Wednesday, August 31, 2016
Ronald D. Rotunda (Chapman), The ABA Wants Copyright Royalties From Authors Who Publish the Law:
- The ABA requires law schools to study the ABA Model Rules (even if those Rules are not law).
- Law students must pass the Multistate Professional Responsibility Examination (MPRE), which is based on the ABA Model Rules, even if those Rules are not law. When the ABA amends its Model Rules, the MPRE automatically follows the change, usually within one year even if no state adopts the ABA change.
- Law professors (or at least some of them) must prepare teaching materials on the ABA Model Rules.
- This is the interesting part: The ABA is prohibiting many authors (but not all) from using the ABA Model Rules unless they first pay hefty royalties to the ABA. ...
The ABA does charge some authors a substantial fee to reprint the ABA Model Rules. The ABA charges other authors a low fee, and it charges at least one author absolutely nothing—zero, nada, nothing, scratch.
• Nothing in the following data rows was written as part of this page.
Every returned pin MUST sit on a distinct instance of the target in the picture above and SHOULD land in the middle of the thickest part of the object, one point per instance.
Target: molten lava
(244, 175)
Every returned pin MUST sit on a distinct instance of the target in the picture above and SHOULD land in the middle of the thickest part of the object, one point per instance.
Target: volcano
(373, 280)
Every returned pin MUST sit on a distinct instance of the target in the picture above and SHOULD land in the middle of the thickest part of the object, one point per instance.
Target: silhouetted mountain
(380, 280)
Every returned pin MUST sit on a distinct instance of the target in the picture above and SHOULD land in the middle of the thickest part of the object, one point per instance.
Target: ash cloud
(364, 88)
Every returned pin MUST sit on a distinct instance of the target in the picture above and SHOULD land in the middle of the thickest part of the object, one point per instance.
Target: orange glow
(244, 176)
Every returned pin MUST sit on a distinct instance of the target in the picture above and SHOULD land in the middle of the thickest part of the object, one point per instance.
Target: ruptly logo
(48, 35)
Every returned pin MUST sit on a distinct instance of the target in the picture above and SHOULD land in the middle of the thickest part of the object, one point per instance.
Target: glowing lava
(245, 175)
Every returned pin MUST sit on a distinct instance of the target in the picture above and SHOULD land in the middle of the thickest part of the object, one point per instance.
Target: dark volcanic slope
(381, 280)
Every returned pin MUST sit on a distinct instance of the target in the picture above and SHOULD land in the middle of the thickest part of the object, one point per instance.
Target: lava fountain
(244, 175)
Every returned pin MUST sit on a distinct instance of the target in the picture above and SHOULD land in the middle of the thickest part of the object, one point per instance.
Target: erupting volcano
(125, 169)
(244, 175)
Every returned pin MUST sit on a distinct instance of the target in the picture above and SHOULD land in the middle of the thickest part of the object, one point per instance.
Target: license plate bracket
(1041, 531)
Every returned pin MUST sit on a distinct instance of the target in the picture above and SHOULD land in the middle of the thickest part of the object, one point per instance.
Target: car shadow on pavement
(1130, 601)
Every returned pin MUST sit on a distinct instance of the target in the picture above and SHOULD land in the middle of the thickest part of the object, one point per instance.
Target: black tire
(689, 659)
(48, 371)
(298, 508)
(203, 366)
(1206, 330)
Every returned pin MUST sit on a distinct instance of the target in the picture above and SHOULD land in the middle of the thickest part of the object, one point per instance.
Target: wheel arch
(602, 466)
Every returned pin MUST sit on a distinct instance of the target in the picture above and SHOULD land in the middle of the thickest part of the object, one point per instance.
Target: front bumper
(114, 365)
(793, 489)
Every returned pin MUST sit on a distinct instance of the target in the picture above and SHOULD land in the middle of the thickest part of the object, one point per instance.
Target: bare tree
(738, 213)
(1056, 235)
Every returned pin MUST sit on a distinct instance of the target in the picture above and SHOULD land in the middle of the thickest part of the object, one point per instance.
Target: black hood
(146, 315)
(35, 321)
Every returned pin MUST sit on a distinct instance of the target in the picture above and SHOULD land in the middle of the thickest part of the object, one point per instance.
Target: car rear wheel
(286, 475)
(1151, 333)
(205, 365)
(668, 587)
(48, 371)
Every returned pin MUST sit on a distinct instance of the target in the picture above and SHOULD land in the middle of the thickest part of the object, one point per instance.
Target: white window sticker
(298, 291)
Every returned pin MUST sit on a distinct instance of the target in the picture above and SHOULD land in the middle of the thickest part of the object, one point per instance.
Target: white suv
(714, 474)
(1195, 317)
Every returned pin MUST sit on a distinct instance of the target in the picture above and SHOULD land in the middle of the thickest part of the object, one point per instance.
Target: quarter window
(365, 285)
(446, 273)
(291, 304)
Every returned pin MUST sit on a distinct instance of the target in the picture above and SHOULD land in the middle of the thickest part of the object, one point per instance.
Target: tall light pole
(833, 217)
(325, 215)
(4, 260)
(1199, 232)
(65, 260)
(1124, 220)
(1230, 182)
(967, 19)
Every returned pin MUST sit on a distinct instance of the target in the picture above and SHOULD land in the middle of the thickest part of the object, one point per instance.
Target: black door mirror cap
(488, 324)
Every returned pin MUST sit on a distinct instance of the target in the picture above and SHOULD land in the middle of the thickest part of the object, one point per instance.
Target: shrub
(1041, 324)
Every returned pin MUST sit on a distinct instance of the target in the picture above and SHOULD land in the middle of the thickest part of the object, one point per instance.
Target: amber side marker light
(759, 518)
The ABA charges different authors varying (or no) fees depending (apparently) on how well liked the authors are by the ABA. To be more precise, the “ABA” in this context is not the House of Delegates (the supreme body of the ABA) but ABA staff, rewarding their favorites. The House of Delegates never approved this favoritism by the ABA staff. Perhaps the ABA might want to review its consent decree. On the other hand, the ABA may prefer the present system, because, as Professor Michael Ariens explains, is, “rules and testing on rules sell, not only metaphorically, but economically.”